A story has three obvious structural
parts: beginning, middle, and ending. What is not obvious - yet is absolutely
critical - is learning exactly what story elements must be written under each
of those segments. Those can be simplified by using three words beginning with
the letter 'O'.
What is not obvious, yet critical, is what
story elements must be under each of those segments. Those can be simplified by
using three words beginning with the letter 'O'.
The first letter 'O' comes in the
beginning of a story and stands for Objective. The likeable, motivated, but
flawed main character wants something for good reason.
The second letter 'O' comes in the long
middle of a story and stands for Obstacles. Those are the problems the main
character must overcome in order to achieve his goal.
The third letter 'O' comes in the short
ending of the story and stands for Outcome: It tells how the main character
achieves the Objective or fails after valiantly trying.

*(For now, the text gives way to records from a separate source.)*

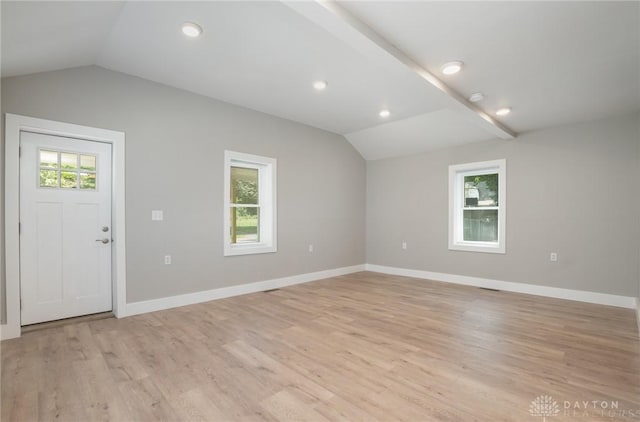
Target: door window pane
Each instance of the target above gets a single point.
(87, 180)
(48, 179)
(68, 161)
(480, 225)
(244, 185)
(88, 162)
(245, 224)
(68, 179)
(48, 159)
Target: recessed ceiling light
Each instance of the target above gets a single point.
(320, 85)
(476, 97)
(451, 67)
(191, 29)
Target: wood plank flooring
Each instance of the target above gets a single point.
(362, 347)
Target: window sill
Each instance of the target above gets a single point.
(477, 247)
(251, 249)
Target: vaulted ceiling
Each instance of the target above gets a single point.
(553, 63)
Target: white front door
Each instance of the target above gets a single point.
(65, 227)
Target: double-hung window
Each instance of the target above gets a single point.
(477, 206)
(250, 204)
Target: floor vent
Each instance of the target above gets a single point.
(491, 290)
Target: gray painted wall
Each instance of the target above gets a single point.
(573, 190)
(174, 162)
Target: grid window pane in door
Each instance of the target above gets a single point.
(67, 170)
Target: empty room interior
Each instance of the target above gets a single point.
(320, 211)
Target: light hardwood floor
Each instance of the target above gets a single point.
(361, 347)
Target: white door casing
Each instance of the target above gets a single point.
(65, 239)
(14, 126)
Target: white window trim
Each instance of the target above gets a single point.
(267, 168)
(456, 177)
(14, 124)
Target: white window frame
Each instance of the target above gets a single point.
(456, 205)
(267, 202)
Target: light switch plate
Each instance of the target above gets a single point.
(157, 215)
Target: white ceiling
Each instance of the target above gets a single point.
(554, 63)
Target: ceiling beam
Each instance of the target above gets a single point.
(329, 15)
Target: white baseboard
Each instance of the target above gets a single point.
(9, 331)
(532, 289)
(153, 305)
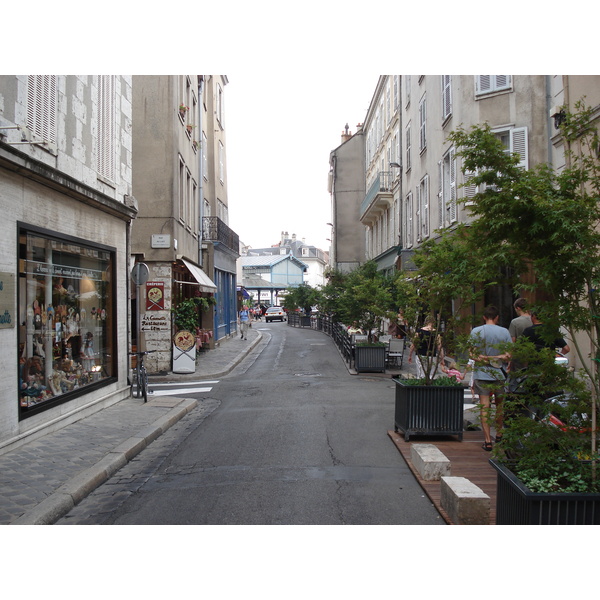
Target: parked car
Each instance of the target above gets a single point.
(275, 313)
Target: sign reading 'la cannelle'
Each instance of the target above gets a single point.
(7, 300)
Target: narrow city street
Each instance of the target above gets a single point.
(289, 437)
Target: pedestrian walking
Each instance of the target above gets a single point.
(244, 321)
(521, 321)
(452, 371)
(490, 370)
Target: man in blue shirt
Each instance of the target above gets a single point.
(490, 369)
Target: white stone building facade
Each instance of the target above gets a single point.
(67, 205)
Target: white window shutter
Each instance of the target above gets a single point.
(471, 188)
(441, 209)
(518, 144)
(484, 83)
(425, 193)
(446, 96)
(418, 196)
(42, 106)
(106, 126)
(452, 207)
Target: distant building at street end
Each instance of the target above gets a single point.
(269, 275)
(315, 259)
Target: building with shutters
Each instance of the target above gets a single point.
(413, 176)
(67, 205)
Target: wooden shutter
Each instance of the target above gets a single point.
(518, 144)
(425, 205)
(441, 210)
(446, 96)
(42, 106)
(106, 126)
(452, 206)
(484, 83)
(418, 224)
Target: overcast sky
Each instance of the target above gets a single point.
(280, 129)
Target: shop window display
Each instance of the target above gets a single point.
(66, 316)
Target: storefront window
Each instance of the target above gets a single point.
(66, 317)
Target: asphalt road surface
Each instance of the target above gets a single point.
(289, 437)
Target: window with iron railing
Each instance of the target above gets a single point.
(215, 230)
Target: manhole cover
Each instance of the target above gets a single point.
(308, 374)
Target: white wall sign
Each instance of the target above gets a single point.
(161, 241)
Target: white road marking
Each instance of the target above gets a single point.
(177, 392)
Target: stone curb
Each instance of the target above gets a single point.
(59, 503)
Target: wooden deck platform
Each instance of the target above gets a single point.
(467, 459)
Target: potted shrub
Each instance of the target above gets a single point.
(545, 223)
(437, 290)
(186, 319)
(302, 297)
(363, 296)
(544, 465)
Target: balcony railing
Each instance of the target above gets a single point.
(214, 230)
(382, 184)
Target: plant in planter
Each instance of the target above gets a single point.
(302, 297)
(433, 404)
(546, 223)
(363, 296)
(185, 314)
(436, 300)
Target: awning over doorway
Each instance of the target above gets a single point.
(205, 283)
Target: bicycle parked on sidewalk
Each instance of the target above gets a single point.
(141, 375)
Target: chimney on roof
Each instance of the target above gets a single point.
(346, 134)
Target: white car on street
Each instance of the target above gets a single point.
(275, 313)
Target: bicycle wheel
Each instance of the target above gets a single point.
(144, 383)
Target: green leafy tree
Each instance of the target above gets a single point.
(364, 295)
(546, 222)
(186, 315)
(441, 289)
(303, 296)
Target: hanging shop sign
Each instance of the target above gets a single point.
(154, 322)
(155, 295)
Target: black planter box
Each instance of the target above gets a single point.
(517, 505)
(429, 409)
(369, 359)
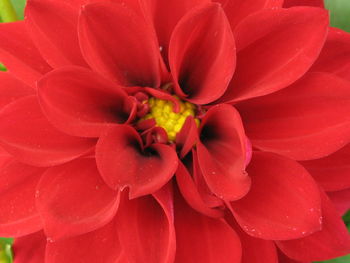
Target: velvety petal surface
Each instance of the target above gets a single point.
(332, 241)
(19, 54)
(283, 202)
(80, 102)
(28, 136)
(18, 214)
(30, 248)
(203, 239)
(123, 163)
(331, 172)
(131, 56)
(307, 120)
(73, 199)
(222, 152)
(53, 27)
(275, 48)
(202, 54)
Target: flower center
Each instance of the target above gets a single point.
(162, 112)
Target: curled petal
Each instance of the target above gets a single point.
(18, 214)
(311, 122)
(275, 47)
(123, 162)
(28, 136)
(283, 202)
(73, 199)
(80, 102)
(202, 54)
(222, 152)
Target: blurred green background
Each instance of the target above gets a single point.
(340, 17)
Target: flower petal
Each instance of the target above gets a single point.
(222, 152)
(146, 228)
(18, 214)
(30, 249)
(73, 199)
(81, 103)
(131, 56)
(283, 202)
(330, 242)
(123, 162)
(331, 172)
(202, 54)
(28, 136)
(310, 112)
(99, 246)
(12, 89)
(19, 54)
(275, 48)
(203, 239)
(53, 26)
(237, 10)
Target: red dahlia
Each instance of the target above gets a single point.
(174, 131)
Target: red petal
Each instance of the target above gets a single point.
(237, 10)
(12, 89)
(30, 249)
(99, 246)
(203, 239)
(80, 102)
(73, 199)
(18, 214)
(222, 152)
(53, 25)
(123, 162)
(202, 54)
(297, 121)
(275, 48)
(290, 3)
(331, 172)
(131, 56)
(330, 242)
(283, 202)
(146, 228)
(26, 134)
(335, 55)
(19, 54)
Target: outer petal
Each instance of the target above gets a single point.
(123, 162)
(307, 120)
(30, 249)
(203, 239)
(316, 3)
(222, 152)
(202, 54)
(12, 89)
(146, 228)
(335, 55)
(332, 241)
(99, 246)
(131, 56)
(80, 102)
(53, 26)
(237, 10)
(27, 135)
(331, 172)
(283, 202)
(18, 214)
(73, 199)
(19, 54)
(275, 48)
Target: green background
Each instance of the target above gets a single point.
(340, 17)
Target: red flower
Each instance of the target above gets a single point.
(245, 102)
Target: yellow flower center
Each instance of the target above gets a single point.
(162, 112)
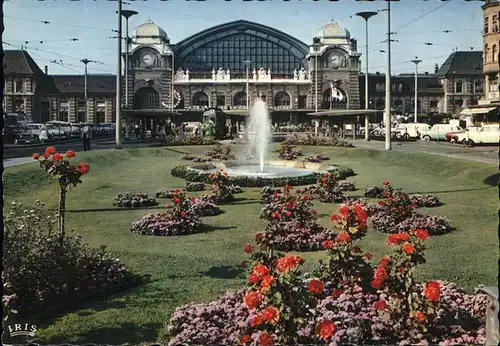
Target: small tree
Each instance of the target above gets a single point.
(65, 172)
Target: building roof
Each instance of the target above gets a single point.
(20, 63)
(96, 83)
(462, 64)
(427, 84)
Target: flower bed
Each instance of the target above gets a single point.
(183, 140)
(191, 175)
(134, 200)
(179, 220)
(45, 271)
(194, 186)
(344, 300)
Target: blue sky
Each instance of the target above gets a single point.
(92, 22)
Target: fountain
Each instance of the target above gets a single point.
(259, 133)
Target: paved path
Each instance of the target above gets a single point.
(486, 154)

Now, I'll illustrate that with a story I
wrote called "Shark Pit".
The story opens in California with 12-year old Josh Ladd
encountering a stranger who shows him a photograph of Josh's father. The man
claims he's looking for him because he's an old army buddy. Josh knows that's a
lie because his father was never in the army. Josh also sees a hand-drawn map
when the stranger accidentally drops it.
The mystery develops at home when Josh
learns that his father has a writing assignment for a magazine and a special
map to visit Hawaii
in search of some priceless hidden treasures. Josh recognizes that his father's
map is identical to the one the stranger dropped. Josh's Objective is to go
with his father because Tank Catlett, Josh's best friend, now lives in Hawaii.